While Donati’s powerful dialogue and complex character development and Solima’s excellent directing and persuasive anti-fascist sensibilities are essential to the greatness of Face to Face, credit must also be given to its three lead actors as well. Volonté, who most will know as the demented villain opposite Clint Eastwood in Leone’s first two ‘Dollar’ films, plays Fletcher with a range that is rarely if ever seen in spaghetti westerns. The always brilliant Milian puts on one of his more subtle and controlled performances as the laid back but incredibly confident Beauegarder, and in doing so he creates a hard-to-read, fascinating character. Berger’s performance as the lawman trying to capture the outlaws is standard Berger, but I don’t think there’s any fan of this genre who doesn’t take great joy in standard Berger.
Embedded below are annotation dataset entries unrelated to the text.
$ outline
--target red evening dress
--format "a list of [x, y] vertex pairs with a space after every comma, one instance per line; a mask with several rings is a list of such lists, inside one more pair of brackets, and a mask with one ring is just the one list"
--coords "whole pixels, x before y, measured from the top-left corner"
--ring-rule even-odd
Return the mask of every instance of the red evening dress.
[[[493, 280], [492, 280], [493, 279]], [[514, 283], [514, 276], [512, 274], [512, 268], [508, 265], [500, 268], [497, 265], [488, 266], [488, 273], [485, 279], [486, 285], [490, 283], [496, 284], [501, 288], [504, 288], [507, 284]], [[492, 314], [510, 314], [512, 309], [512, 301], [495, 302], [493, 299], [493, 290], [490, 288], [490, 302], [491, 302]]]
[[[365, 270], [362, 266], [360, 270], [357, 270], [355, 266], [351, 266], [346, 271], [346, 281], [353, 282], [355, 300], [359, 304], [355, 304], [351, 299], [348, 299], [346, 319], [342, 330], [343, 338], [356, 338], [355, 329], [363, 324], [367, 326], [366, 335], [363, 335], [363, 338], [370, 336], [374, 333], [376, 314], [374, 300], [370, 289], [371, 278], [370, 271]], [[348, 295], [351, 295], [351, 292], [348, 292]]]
With all that said, a truly great spaghetti western can only be truly great if it has a truly great score, and with Ennio Morricone on board, Face to Face has exactly that. Morricone’s theme song is one of my favorites. It’s a multilayered, incredibly intense visual track that perfectly captures not only the duality of the characters in Face to Face and the philosophies they embody, but also of the American frontier as portrayed by the spaghetti western genre.